Msg#: 3274413 posted 8:48 pm on Mar 7, 2007 (gmt 0)
I have a directory on my web server where I keep my experimental files at - the ones under development, in a directory called 'dev'. My question is how do I exclude that whole directory from the bots, when it sits alongside the 'www' directory where the real web files exist?
For instance, my real homepage is located here on the server: /www/index.asp And my development file is here: /dev/index.asp
I'm wondering if each directory needs its own robots.txt file? Or is it as simple as this:
Msg#: 3274413 posted 6:24 pm on Mar 8, 2007 (gmt 0)
Here is what I've done - I'll post later on whether it worked or not;
I put the modified robots.txt file at the root level: /robots.txt
And I also left the old one where it was: /www/robots.txt
What I will do is check back tomorrow and look in the Google Webmaster Tools, and see which robots.txt Google has cached for the website. Hopefully I will see the modified one, so that I can delete the other.

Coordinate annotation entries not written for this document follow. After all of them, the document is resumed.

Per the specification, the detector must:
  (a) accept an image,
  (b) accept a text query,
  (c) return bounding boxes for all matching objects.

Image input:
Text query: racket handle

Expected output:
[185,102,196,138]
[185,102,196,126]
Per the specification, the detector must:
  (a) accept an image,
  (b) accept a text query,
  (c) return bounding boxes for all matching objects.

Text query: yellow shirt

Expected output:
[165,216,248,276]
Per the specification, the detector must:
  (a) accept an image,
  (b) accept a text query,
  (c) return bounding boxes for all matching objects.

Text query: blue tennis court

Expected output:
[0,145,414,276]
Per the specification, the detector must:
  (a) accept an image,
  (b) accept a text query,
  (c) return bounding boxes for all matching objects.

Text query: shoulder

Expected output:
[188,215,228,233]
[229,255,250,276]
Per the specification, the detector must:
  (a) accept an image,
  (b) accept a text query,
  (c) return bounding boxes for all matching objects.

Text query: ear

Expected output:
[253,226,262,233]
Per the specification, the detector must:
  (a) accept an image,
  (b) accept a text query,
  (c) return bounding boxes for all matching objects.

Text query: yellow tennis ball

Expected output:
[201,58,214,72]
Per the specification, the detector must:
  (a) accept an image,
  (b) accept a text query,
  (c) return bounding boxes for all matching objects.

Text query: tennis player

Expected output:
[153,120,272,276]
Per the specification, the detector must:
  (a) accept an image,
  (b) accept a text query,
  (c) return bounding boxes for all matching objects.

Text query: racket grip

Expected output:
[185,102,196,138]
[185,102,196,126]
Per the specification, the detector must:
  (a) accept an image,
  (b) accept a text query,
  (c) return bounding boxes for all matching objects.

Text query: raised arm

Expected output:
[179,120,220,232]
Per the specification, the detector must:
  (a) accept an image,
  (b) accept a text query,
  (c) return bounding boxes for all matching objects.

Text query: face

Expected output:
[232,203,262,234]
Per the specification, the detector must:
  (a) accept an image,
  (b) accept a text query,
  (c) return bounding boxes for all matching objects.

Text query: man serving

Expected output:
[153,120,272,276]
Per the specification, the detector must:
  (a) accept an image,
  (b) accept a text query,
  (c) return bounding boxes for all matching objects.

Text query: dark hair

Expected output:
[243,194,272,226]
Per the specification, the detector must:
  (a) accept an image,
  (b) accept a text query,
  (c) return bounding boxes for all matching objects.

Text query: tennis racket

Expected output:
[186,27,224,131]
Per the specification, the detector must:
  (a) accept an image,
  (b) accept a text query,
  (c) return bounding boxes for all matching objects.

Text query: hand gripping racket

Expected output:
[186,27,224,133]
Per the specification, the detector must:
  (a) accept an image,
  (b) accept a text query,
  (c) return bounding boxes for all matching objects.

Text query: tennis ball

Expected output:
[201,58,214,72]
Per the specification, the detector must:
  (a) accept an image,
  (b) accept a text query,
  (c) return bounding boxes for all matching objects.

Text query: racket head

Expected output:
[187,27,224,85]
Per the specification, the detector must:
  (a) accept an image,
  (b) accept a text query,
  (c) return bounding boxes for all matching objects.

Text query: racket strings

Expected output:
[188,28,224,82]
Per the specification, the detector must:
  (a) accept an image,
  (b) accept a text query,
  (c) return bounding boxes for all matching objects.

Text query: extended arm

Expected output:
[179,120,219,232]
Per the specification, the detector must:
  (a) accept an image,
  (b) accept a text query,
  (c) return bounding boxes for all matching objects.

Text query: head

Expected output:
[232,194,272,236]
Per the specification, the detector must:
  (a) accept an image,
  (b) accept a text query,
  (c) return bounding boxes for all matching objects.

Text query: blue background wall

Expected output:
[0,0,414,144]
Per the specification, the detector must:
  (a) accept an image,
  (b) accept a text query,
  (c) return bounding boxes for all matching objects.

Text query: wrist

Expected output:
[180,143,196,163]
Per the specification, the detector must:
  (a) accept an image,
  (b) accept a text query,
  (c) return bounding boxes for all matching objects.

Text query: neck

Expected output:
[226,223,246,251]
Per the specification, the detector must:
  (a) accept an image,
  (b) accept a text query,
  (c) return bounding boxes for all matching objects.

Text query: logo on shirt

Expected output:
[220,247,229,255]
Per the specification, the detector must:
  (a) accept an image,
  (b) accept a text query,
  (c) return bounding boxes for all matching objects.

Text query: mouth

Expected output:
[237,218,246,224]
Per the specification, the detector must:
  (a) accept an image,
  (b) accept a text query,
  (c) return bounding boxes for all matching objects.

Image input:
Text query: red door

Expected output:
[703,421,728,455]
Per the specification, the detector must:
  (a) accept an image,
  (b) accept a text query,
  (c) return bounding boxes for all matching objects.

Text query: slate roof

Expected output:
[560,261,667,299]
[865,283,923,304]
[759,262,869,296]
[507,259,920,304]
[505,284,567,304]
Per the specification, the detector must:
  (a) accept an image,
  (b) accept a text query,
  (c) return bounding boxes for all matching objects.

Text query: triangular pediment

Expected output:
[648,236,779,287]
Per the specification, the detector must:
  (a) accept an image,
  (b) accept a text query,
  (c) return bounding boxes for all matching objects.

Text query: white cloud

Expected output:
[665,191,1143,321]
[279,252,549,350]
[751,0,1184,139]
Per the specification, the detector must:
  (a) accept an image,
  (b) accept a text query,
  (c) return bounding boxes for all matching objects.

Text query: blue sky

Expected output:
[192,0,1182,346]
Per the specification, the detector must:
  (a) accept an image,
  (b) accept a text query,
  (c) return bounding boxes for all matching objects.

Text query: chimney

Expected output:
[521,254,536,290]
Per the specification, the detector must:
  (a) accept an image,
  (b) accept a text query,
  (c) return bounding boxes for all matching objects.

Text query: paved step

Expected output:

Msg#: 3274413 posted 1:58 am on Mar 10, 2007 (gmt 0)
So, what I need to do is create a second robots.txt and place it into the other directory - the root of the development page.
i think i misread your earlier posts. my assumptions now are: - the production and development sites are separate (sub)domains (i originally thought your dev site was a subdirectory) - you want to allow all bots in the production directory (/www/) - you want to exclude all bots in the development directory (/dev/)
therefore use the following files...
User-agent: * Disallow:
User-agent: * Disallow: /
you can use the robots.txt tool in the google webmaster tools to verify which urls are allowed and disallowed by googlebot. you can make tweaks to code from the cached version in the form and then update the file on your site with the final version. not sure how often they update cache with a new file...